Güngör’ün cenazesi yarın Kayseri Sarıoğlan Üzerlik köyünde öğle namazını müteakip kılınacak cenaze namazının ardından toprağa verilecek.
Prof. Dr. Güngör, din felsefesi, din antropolojisi, din fenomenolojisi, İslam ekonomik bilimleri gibi birçok konuda birikim sahibi bir isimdi
PROF. DR. HARUN GÜNGÖR KİMDİR?
Harun Güngör tanınmış bir dinler tarihi araştırmacısıdır. Kayseri-1949 doğumludur. 1974 yılında Kayseri Erciyes Üniversitesi Yüksek İslam Enstitüsü’nden Lisansını almış olup, "Gagauzların dini inanışları üzerine bir araştırma" başlıklı doktora tezini Ankara Üniversitesi İlahiyat Fakültesinde Prof. Hikmet Tanyu'nun danışmanlığında 1982 yılında tamamlamıştır. Çalışmalarının büyük bölümü Türklerin dini tarihi üzerinedir. Alanında kaleme aldığı eserlerden bazıları şunlardır:
Dünden bugüne Gagauzlar, Türk bodun bilimi araştırmaları, Başlangıçtan günümüze Türklerin dini tarihi, Laiklik din ve Türkiye.

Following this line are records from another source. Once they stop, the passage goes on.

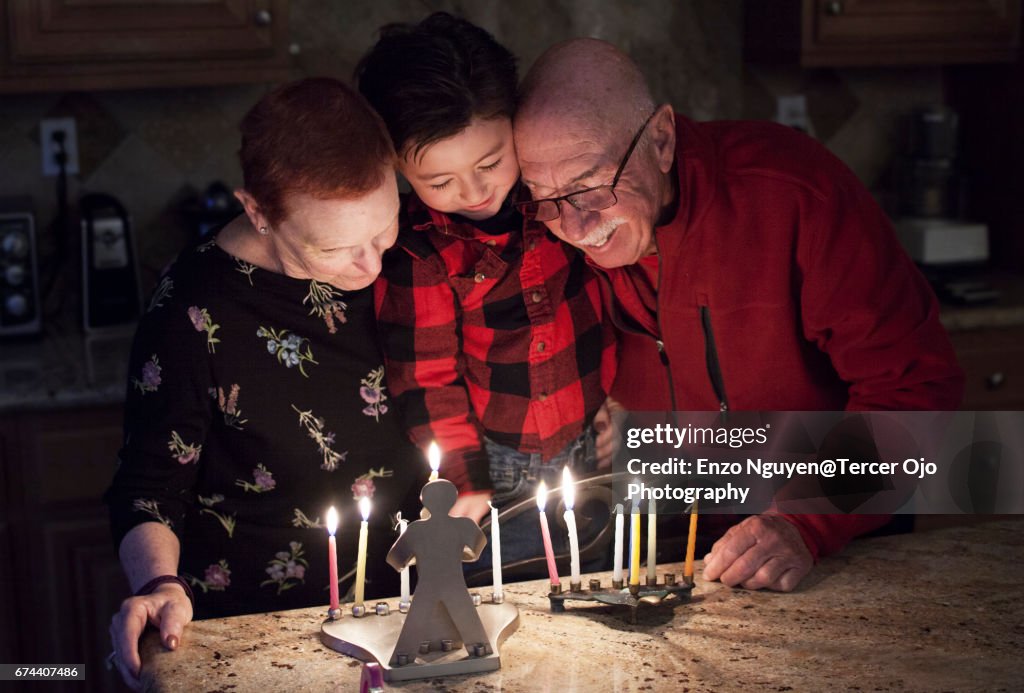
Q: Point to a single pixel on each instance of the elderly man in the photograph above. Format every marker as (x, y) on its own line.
(744, 266)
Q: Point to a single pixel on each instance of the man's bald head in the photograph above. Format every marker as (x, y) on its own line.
(586, 83)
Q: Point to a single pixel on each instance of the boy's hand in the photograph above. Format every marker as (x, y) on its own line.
(473, 506)
(608, 426)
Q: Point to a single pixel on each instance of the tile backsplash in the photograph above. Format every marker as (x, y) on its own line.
(156, 148)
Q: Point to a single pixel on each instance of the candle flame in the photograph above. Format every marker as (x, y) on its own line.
(568, 488)
(434, 457)
(332, 521)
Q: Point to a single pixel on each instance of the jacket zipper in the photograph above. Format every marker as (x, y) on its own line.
(711, 357)
(662, 353)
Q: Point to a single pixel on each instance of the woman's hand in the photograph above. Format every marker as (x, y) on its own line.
(473, 506)
(608, 425)
(167, 608)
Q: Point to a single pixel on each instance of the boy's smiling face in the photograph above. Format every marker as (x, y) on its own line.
(470, 173)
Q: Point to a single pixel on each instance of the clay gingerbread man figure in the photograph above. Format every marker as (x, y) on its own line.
(441, 606)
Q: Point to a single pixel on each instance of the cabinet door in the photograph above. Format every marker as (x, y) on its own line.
(101, 44)
(9, 651)
(67, 31)
(913, 22)
(838, 33)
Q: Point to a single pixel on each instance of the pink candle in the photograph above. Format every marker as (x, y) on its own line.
(542, 500)
(332, 556)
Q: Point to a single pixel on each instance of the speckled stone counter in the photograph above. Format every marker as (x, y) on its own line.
(1007, 311)
(933, 611)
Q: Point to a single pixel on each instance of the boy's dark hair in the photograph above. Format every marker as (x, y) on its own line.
(427, 81)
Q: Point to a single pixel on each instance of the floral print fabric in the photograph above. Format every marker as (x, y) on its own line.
(255, 401)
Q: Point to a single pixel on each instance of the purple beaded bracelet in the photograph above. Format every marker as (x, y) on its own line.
(150, 587)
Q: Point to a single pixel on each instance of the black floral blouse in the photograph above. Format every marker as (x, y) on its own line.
(255, 402)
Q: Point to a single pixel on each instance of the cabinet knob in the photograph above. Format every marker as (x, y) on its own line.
(995, 380)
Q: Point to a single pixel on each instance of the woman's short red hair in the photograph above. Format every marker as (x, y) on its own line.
(314, 136)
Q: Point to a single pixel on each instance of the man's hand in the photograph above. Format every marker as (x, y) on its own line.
(608, 426)
(762, 552)
(473, 506)
(167, 608)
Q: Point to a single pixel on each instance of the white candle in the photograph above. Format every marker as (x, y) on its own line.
(434, 458)
(549, 554)
(616, 573)
(568, 497)
(496, 555)
(635, 543)
(651, 543)
(404, 599)
(360, 559)
(332, 557)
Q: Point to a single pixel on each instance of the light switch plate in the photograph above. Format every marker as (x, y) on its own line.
(48, 146)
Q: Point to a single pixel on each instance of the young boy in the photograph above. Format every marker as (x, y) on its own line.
(493, 333)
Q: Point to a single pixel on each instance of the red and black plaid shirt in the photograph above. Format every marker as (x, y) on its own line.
(496, 335)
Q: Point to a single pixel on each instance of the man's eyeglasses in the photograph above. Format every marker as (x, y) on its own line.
(587, 200)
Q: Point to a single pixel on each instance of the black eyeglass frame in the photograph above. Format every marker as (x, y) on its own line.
(524, 207)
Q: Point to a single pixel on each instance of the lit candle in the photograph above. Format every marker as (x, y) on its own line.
(360, 560)
(568, 497)
(404, 599)
(332, 557)
(542, 500)
(434, 458)
(691, 545)
(635, 544)
(651, 543)
(616, 573)
(496, 556)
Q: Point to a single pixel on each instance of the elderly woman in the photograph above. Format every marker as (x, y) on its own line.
(256, 396)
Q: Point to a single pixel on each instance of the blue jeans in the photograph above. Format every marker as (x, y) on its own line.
(515, 477)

Meslektaşları ve öğrencileri tarafından hazırlanan Harun Güngör Armağanı isimli kitapta kendisi şu sözlerle tanıtılmıştır:
Prof. Dr. Harun Güngör Türk din tarihi alanında bir ekol yaratmış olan Prof. Dr. Hikmet Tanyu’nun danışmanlığında Gagauzların dini hayatı ile ilgili hazırladığı doktora teziyle akademik hayata atılmış, otuz yıla yakın bir süreyle genelde dinler tarihi özelde eski ve çağdaş Türklerin dini inanışları üzerinde çalışmış bir bilim adamıdır. Çok okuyan verimli bir araştırmacı olması yanında iyi gözlem yapması da inanç sistemlerini doğru yorumlamasını sağlamıştır. Prof.Dr. Harun Güngör, çalışkanlığı, dürüstlüğü doğru sözlülüğü ve düşündükleriyle okuduklarını çevresiyle paylaşmasıyla dikkati çekmiş; Türk dünyasıyla yakından ilgilenmiş, her fırsatta bu coğrafyaya hizmet etmeyi İlke edinmiş, bu alanda çalışacak genç bilim adamlarına elinden gelen her türlü yardımı yapmıştır. Anadolu’nun küçük bir Türkmen köyünden çıkıp uluslararası üne sahip bir bilim adamı olma başarısı gösteren Güngör sözü dinlenir, aşı yenir, sorulduğunda cevap alınır bir insandır.